Interest, in this sense, isn’t a preference. It’s a signal.
It reflects dopaminergic tagging, network alignment, the recruitment of cognitive resources. When something registers as interesting, it isn’t just subjectively appealing—it is, at a systems level, actionable.
When something doesn’t, it isn’t just unappealing—it’s inert.
Medication flattens that distinction. It allows attention to be applied more evenly across tasks, regardless of their intrinsic salience. That’s useful. It’s often necessary.
But it also obscures the underlying pattern: that attention, left to its own devices, is selective for a reason.
If you live in a world built around obligation-based attention, this creates friction. Most institutions—education, work, bureaucracy—are optimized for consistency, not variability. They assume that attention should be stable, deployable, and largely independent of context.
An interest-driven system doesn’t behave that way.
It oscillates. It spikes. It locks in under the right conditions and disengages under the wrong ones. From the outside, that looks like inconsistency. From the inside, it feels like misalignment between the system you have and the environment you’re in.

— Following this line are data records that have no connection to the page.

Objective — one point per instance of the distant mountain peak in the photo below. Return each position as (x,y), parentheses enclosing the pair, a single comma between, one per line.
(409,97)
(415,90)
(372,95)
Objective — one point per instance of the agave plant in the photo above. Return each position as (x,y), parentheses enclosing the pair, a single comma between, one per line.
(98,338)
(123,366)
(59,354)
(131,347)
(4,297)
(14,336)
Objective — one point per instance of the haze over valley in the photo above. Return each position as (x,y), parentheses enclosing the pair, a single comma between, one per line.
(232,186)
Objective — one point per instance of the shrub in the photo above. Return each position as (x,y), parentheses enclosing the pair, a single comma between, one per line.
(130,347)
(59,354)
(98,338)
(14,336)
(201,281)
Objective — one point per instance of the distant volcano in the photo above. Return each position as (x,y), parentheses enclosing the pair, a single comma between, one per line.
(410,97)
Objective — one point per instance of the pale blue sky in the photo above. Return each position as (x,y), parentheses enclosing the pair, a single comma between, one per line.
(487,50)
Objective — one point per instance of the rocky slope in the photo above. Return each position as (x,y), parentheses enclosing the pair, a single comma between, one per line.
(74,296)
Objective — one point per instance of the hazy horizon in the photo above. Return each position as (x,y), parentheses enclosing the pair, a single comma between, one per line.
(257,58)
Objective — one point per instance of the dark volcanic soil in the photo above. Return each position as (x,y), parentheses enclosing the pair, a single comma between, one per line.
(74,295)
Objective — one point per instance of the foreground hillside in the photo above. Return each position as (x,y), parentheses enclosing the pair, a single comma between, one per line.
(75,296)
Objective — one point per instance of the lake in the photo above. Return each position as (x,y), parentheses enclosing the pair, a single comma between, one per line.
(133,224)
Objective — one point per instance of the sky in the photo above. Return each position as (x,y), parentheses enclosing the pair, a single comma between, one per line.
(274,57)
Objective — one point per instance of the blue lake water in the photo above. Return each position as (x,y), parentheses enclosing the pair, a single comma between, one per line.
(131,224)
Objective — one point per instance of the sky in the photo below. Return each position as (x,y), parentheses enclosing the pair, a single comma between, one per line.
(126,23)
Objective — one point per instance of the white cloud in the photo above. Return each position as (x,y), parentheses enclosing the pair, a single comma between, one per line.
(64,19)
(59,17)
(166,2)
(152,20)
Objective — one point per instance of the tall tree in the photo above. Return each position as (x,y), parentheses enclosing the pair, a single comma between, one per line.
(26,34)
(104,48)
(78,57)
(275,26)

The study doesn’t solve that mismatch. It doesn’t redesign the structures that reward uniform attention. But it does shift the frame.
Instead of asking why I can’t focus, I’ve started asking what my attention is waiting for.
That question is more demanding. It implies that the problem isn’t just internal. It’s ecological. It has to do with how tasks are framed, how environments are structured, how meaning is generated or withheld.
I’ve started paying attention to when I feel “on.” Not in a vague sense, but in a measurable one. When time compresses. When effort drops. When I’m able to sustain attention without forcing it.
It happens in situations with high cognitive and emotional salience: teaching, where ideas are live and relational; writing, when concepts collide; conversations that have tension or stakes.
Those are not rare capacities. They’re context-specific activations.
The challenge isn’t to become someone who can focus on anything. It’s to build a life that contains more of the conditions that make focus possible.
I don’t think I’m done with medication. That would be a different kind of simplification. But I am less interested in the idea that my attention needs to be corrected, and more interested in understanding the system that’s already there.
“Attention deficit” suggests absence.
From where I’m sitting, it looks more like differential engagement.
Which is less a disorder than a distribution problem.
I’m still figuring out how to work with that.
But for now, it’s enough to say that I’m not trying to fix my attention anymore.
I’m trying to understand what it responds to—and build a life that responds back.